Hey guys,
I am writing a particle simulation in CUDA C and in my simulation the particles move about within a bounding primitive such as a cylinder or sphere. The trajectories are independent of each other and therefore particle collisions are not an issue. However, when a particles trajectory intersects the bounding primitive, the particle is reflected (specularly), sometimes more than once.
The pseudo-code for the boundary intersection and reflection would look something like this:
while ( boundaryIntersection ( particlePosition ) == true ){
place particle at boundary;
reflect particle;
}
Depending on how complicated the bounding object is and where the particle is located, the while loop may be executed lots of times for a thread or not at all. To battle the thread divergence, one idea I had was to sort the particles according to their distance to the bounding object. Particles close to the boundary would be grouped together and therefore more likely to execute in unison. For this type of simulation, would there be any better strategies for minimizing the divergence?
Thanks,
Disinterred
Do You calculate the whole particle path within the boundary in the loop You provided above? It is a bit unclear for my, I daresay.
MK
You could probably resort to using ternary operators and let 20-50% of the warp wotk along doing “meaningless” work rather than letting it diverge. It’s hard to say how this would perform as it’s a data dependant “solution”.
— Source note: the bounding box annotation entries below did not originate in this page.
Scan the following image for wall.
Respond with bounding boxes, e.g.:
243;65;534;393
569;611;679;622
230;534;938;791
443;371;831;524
On another note: You can do “reflections” in texture memory by setting it to MirrorMode, then you might be able to perform reflections directly in hardware!
In other words (as I would do it):
- Every particle has a position p and a velocity vector v (direction of movement).
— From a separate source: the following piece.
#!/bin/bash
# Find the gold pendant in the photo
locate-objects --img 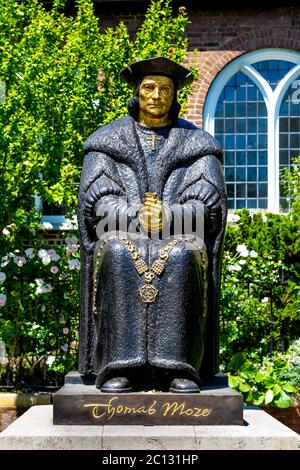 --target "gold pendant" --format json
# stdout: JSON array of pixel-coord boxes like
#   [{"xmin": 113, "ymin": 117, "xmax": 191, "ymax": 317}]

- In every simulation frame an intersection of a particle and boundary is computed (according to the particle position) - function 'intersect()', that returns 1 for hit and 0 for no hit.
- Finally particle new direction and position are computed as follows:
v = v * (!intr) + reflect(v,n) * intr;
p = p + v;
where intr is outcome of ‘intersect()’ function and ‘n’ is a normal vector for the hit point.
MK
This is a fairly common type of divergence. You can reduce the overhead by periodically compacting the warp.
For example
bool done = false;
while(!done)
{
for(unsigned int i = 0; i < N; ++i)
{
if(! boundaryIntersection(particlePosition))
{
done = true;
break;
}
place particle at boundary;
reflect particle;
}
done = compactWarp(done);
}
The compactWarp function performs stream compaction on the threads that are still active.
The other strategy that I have seen is to process multiple particles with the same thread. The goal is typically to reduce the length of time when only some threads are active. Be careful about this though. It works best when the variance in iteration counts of particles is small.
Thanks for the suggestions so far! I will try them out and report back.
cmaster.matso - Yep, I calculate the entire path within the while loop. If the boundaryIntersection method returns true, it sends back some useful information to the while loop for calculation of the trajectory.